Sie müssen die 20-Jährige ab und zu bremsen, ohne ihr Grenzen zu setzen. Klosterhalfen sei mental sehr wehrhaft, unerschrocken vor Namen und Titeln, erzählte ihr Trainer Sebastian Weiß zuletzt dem Bonner General-Anzeiger. Sie neige aber auch dazu, sich manchmal mit viel Eifer zu beladen, im Höhentrainingslager im Früjhar in Südafrika etwa. "Wir können nicht Vollgas geben die ganze Zeit", sagte Weiß damals; Klosterhalfen soll ihr Können möglichst lange zum Klingen bringen. Andererseits: "Diese Lust aufs Losrennen", sagt Weiß, die wolle er ihr auch nicht nehmen. Es war ja diese Unbekümmertheit, die sie zu vielen Erfolgen trug.

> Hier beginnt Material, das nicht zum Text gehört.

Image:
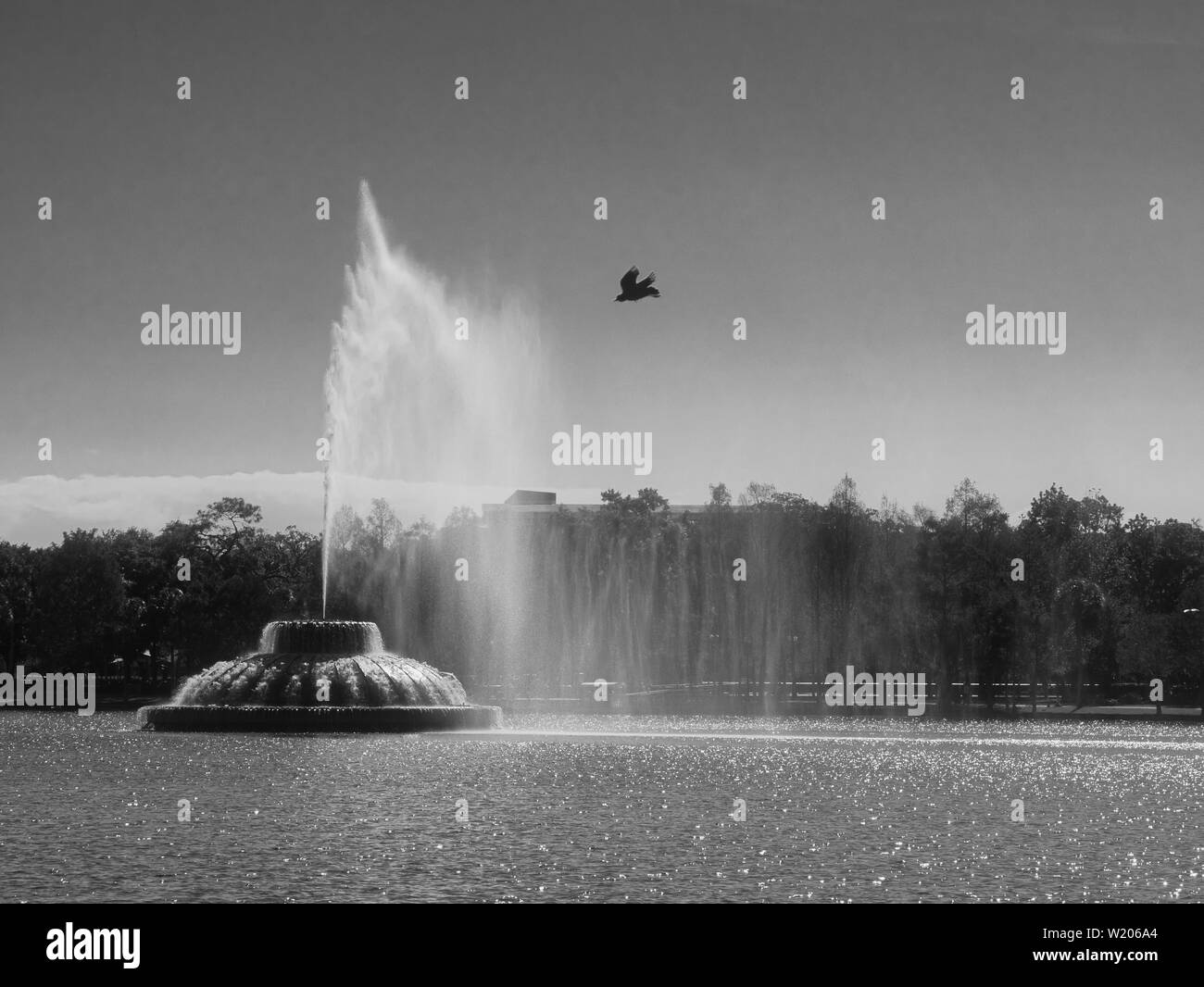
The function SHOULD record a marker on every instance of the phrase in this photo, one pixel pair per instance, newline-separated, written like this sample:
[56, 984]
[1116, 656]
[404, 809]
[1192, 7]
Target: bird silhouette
[633, 290]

Bummeln, bestätigte Klosterhalfen in Birmingham, sei eher nicht so ihr Ding. Auch wenn sie mit ihrer Tempoarbeit zuletzt im WM-Halbfinale scheiterte, als sie dem Feld zu früh und forsch enteilte, die letzten 100 Meter dann ins Ziel rollte wie ein Auto mit drei platten Reifen. In Birmingham zeigte sie, dass sie aus dieser Schule des Misserfolgs bereits gelernt hat, sie ließ die Kenianerin Obiri im Wind laufen, wartete, bis zur letzten Runde. Was sie sich vor dem finalen Umlauf gedacht habe? "Du kannst sie nicht schlagen, aber du kannst es versuchen", sagte Klosterhalfen. Dann schlug sie Obiri doch. Und jetzt? "Ich fühle mich schon selbstbewusster nach diesem Jahr", Klosterhalfen kicherte, dann fügte sie an: "Ich hoffe es zumindest."

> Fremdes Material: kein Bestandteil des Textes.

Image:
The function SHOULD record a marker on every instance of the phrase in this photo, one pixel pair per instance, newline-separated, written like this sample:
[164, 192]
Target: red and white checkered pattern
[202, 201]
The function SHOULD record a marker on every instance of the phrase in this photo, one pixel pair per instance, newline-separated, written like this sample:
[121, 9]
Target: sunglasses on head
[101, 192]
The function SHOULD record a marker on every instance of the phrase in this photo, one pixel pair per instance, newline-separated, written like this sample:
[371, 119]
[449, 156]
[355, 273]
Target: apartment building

Es wird nicht immer weiter vorwärts gehen. "Diese unbefangenen Jahre hat man am Anfang, da ist alles nur schön", hat Hindernisläuferin Gesa Krause neulich gesagt, auch erst 24, aber schon mit EM-Gold und WM-Bronze behangen. Zu den Erfolgen gesellen sich irgendwann Niederlagen, wie Krauses Sturz im WM-Finale von London. Und irgendwann prallt man an Grenzen, unweigerlich. Aber davon ist Konstanze Klosterhalfen offenbar noch ein bisschen entfernt.